Em 22 de março de 1895, em Paris, na Sociedade para o Desenvolvimento da Indústria Nacional, diante de uma pequena audiência, um dos quais teria sido Léon Gaumont, então diretor da empresa Comptoir Géneral de la Photographie, os Lumière exibiram privadamente um único filme, Operários Deixando a Fábrica Lumière. O foco principal da conferência de Louis foi sobre os desenvolvimentos recentes na indústria fotográfica, principalmente a pesquisa sobre policromia (fotografia colorida). Foi para surpresa de Lumière que as imagens em movimento em preto e branco retiveram mais atenção do que as fotografias coloridas estáticas. Os Lumière fizeram sua primeira exibição pública paga em 28 de dezembro de 1895, no Salon Indien du Grand Café em Paris. Esta apresentação consistiu dos seguintes 10 curtas-metragens: Cada filme tinha até 17 m (56 ft) de comprimento, que, quando projetado manualmente através de um projetor, dura aproximadamente 50 segundos.
Os irmãos afirmaram que "o cinema é uma invenção sem futuro" e se recusaram a vender sua câmera a outros cineastas como Georges Méliès. Isso deixou muitos cineastas chateados. Consequentemente, seu papel na história do cinema foi extremamente breve. Paralelamente ao seu trabalho no cinema, eles experimentaram a fotografia colorida. Trabalharam em processos fotográficos coloridos na década de 1890, incluindo o processo Lippmann (heliocromia por interferência) e seu próprio processo de 'cola bicromada', um processo de cor subtrativo, exemplos dos quais foram exibidos na Exposição Universal em Paris em 1900. Este último processo foi comercializado pelos Lumière, mas o sucesso comercial teve que esperar pelo seu próximo processo de cor. Em 1903, eles patentearam um processo fotográfico colorido, o Autocromo Lumière, que foi lançado no mercado em 1907. Durante grande parte do século XX, a empresa Lumière foi uma grande produtora de produtos fotográficos na Europa, mas a marca Lumière desapareceu do mercado após a fusão com a Ilford.
Imagens em movimento anteriores, por exemplo aquelas dos espetáculos de fantasmagoria, o fenacistoscópio, o zoetrópio e o Théâtre Optique de Émile Reynaud consistiam em imagens desenhadas à mão. Um sistema que pudesse registrar a realidade fotográfica em movimento, de maneira muito parecida com a forma como é vista pelos olhos, teve um impacto maior sobre as pessoas. O Zoopraxiscópio de Eadweard Muybridge projetava silhuetas pintadas em movimento baseadas em seu trabalho de cronofotografia.

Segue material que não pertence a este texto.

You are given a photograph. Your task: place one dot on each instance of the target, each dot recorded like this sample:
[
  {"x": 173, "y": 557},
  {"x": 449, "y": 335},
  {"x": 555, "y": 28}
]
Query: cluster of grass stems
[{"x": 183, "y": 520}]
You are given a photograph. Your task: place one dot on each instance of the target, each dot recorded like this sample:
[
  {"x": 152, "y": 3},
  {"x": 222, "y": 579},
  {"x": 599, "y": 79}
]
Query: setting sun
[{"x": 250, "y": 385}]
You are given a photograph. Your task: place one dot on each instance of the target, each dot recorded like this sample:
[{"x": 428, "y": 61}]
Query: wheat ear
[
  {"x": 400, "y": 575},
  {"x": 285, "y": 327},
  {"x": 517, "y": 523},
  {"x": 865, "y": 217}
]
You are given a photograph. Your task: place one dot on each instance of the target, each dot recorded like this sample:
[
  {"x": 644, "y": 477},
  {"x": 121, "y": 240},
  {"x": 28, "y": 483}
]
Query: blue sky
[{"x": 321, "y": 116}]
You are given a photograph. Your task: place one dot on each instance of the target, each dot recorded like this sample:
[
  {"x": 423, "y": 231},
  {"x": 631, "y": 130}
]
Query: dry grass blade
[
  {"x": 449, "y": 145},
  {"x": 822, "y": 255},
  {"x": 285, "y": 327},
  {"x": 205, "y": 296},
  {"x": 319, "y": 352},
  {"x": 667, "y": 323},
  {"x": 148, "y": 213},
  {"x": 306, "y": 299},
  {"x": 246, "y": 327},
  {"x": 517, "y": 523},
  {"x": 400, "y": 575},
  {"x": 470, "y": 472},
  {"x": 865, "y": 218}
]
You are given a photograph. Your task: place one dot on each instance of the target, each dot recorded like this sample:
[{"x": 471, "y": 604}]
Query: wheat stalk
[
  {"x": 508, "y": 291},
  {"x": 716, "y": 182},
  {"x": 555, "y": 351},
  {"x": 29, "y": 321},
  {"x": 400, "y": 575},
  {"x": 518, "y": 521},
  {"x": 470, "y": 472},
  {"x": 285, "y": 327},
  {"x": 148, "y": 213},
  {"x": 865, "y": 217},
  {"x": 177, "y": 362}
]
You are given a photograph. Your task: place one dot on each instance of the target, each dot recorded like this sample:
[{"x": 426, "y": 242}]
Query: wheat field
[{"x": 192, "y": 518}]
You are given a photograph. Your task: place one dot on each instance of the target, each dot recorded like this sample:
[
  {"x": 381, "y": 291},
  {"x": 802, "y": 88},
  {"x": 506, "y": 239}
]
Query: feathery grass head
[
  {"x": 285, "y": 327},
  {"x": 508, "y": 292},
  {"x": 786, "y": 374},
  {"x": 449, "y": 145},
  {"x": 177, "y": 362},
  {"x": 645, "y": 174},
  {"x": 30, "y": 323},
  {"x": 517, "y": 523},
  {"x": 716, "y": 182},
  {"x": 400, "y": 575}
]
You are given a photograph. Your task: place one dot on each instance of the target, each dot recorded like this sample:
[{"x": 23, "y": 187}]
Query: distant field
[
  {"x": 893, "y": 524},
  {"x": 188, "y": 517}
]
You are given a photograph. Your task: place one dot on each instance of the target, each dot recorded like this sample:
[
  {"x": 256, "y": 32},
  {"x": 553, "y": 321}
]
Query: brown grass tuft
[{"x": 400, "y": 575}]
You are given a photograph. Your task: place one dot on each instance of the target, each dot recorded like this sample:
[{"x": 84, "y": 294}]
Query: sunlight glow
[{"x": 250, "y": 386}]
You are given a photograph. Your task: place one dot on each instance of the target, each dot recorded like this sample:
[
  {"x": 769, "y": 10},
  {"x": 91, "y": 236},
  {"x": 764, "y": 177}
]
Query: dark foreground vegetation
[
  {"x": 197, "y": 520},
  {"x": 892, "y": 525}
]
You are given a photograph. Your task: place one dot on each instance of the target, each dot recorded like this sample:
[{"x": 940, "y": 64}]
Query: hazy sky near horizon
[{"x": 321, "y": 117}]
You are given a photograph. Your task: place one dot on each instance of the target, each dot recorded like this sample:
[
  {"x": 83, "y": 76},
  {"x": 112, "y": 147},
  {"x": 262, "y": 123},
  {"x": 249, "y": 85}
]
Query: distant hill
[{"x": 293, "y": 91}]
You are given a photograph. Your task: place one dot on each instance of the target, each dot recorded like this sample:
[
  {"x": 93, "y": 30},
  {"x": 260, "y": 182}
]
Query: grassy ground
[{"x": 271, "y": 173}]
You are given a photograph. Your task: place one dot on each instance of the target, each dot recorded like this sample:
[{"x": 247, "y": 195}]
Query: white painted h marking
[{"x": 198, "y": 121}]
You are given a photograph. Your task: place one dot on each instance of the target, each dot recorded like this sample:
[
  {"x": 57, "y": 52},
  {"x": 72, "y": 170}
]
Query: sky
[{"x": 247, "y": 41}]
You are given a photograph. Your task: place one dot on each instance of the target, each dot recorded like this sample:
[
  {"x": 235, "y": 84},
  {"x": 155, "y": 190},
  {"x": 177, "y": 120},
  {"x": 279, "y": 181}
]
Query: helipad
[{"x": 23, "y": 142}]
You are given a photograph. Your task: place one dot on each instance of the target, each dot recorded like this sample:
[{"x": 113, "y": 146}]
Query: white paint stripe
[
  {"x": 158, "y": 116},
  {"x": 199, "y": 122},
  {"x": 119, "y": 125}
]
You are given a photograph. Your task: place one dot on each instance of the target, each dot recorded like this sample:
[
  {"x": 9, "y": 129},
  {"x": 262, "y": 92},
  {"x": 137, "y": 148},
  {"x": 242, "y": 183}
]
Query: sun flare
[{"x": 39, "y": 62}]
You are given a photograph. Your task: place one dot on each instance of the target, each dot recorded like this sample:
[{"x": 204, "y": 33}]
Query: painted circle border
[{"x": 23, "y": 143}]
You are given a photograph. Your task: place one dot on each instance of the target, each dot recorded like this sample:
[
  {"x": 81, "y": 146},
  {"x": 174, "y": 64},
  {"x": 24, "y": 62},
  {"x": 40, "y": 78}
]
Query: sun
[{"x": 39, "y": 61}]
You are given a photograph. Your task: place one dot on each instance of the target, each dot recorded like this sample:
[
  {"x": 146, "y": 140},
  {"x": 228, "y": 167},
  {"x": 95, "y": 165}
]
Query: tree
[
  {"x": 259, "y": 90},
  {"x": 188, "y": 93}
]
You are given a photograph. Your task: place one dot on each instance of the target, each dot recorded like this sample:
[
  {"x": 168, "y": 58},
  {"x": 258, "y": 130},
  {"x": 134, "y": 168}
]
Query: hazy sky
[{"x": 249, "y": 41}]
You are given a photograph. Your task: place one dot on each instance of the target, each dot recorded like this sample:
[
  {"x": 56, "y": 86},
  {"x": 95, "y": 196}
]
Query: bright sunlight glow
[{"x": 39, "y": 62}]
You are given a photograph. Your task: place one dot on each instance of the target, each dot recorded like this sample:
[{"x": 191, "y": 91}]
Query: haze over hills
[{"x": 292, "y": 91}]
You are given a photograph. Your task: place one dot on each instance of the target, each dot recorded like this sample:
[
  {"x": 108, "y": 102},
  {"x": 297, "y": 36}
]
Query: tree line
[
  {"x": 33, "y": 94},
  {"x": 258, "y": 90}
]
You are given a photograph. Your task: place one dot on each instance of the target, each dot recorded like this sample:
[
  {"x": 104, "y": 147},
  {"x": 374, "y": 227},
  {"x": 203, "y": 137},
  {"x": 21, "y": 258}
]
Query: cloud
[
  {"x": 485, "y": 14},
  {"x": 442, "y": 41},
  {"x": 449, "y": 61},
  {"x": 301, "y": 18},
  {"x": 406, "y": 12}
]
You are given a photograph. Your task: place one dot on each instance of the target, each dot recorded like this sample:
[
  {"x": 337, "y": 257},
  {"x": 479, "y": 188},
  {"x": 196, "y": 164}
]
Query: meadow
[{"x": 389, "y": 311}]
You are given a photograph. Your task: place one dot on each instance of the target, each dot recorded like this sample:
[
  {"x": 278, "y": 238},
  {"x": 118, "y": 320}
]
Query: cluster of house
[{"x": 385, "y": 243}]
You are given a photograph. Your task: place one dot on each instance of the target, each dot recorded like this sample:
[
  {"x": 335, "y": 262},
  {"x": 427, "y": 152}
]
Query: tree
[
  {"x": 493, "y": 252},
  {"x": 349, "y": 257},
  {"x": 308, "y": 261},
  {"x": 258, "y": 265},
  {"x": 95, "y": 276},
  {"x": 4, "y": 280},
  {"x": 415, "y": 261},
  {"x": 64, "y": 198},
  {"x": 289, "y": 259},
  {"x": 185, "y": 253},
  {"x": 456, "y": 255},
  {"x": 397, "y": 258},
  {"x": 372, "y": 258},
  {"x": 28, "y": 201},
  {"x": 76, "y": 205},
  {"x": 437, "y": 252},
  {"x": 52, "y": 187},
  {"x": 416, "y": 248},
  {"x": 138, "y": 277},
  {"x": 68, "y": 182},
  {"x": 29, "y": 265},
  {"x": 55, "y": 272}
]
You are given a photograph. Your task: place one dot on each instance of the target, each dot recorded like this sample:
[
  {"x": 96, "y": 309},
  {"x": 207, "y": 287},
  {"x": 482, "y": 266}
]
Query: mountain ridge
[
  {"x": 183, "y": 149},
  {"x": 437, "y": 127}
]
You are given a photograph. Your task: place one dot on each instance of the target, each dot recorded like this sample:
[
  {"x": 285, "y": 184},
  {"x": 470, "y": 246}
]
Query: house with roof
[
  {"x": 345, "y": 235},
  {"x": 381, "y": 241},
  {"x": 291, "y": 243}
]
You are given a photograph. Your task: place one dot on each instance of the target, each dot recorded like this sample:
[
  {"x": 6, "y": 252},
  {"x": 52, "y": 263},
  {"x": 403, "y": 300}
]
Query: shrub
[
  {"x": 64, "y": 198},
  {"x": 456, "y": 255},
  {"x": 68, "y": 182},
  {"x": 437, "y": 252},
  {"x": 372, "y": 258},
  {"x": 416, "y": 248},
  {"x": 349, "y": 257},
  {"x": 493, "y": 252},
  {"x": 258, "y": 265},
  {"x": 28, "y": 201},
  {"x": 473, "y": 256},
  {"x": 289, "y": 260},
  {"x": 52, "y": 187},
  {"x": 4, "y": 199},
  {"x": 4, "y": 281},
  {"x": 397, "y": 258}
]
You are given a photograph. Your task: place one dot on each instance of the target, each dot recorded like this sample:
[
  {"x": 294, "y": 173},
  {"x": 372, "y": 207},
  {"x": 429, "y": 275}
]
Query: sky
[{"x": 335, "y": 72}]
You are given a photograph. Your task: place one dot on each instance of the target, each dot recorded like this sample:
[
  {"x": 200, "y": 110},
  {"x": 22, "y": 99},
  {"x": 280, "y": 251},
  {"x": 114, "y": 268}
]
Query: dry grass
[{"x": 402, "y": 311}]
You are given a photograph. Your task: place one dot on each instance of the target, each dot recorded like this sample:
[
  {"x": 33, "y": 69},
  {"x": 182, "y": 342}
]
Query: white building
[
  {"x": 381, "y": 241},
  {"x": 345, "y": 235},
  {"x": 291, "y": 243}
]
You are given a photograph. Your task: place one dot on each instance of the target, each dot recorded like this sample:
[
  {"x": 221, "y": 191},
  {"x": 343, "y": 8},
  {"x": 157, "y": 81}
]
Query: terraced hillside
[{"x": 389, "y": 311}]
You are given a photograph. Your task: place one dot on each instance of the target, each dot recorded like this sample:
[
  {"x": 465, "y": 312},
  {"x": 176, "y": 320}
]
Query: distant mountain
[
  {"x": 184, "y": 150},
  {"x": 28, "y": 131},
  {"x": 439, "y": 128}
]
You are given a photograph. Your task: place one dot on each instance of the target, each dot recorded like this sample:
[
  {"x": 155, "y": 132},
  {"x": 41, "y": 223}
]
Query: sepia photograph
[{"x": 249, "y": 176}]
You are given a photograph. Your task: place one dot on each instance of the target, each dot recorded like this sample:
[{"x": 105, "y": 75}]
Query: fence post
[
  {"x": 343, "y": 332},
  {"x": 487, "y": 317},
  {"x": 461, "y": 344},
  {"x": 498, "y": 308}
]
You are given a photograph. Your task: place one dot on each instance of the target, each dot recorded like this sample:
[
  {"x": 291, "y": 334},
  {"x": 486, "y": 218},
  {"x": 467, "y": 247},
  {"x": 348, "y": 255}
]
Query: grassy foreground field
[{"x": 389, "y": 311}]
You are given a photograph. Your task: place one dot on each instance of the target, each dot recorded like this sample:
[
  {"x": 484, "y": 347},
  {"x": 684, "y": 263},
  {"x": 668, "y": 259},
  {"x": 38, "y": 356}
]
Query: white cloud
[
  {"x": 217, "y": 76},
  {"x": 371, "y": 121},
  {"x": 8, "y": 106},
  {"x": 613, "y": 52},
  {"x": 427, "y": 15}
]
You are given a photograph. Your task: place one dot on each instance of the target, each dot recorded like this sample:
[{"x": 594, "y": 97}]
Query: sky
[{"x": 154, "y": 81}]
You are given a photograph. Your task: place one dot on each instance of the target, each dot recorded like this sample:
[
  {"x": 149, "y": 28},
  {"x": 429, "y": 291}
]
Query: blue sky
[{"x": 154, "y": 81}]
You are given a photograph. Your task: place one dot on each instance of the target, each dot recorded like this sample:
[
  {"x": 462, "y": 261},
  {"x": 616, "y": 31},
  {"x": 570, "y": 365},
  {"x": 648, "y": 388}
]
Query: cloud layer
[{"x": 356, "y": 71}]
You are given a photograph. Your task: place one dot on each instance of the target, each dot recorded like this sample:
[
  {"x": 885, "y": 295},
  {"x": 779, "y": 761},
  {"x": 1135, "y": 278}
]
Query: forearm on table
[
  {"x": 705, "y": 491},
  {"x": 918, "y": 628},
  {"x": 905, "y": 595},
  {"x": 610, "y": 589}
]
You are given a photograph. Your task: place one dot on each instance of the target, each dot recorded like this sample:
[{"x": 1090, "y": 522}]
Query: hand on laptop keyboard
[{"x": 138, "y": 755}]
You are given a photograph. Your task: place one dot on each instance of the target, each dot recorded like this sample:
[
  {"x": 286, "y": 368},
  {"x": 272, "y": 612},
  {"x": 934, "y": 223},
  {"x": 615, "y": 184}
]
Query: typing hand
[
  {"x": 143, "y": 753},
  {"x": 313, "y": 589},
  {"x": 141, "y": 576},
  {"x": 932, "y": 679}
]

O único disco de Zoopraxiscópio com fotografias reais foi feito como uma forma inicial de animação de stop motion. Predecessores menos conhecidos, como o Bioscópio de Jules Duboscq (patenteado em 1852) não foram desenvolvidos para projetar as imagens em movimento. Um inventor polonês Kazimierz Prószyński construiu sua câmera e dispositivo de projeção, chamado Pleógrafo, em 1894, antes daqueles feitos pelos irmãos Lumière.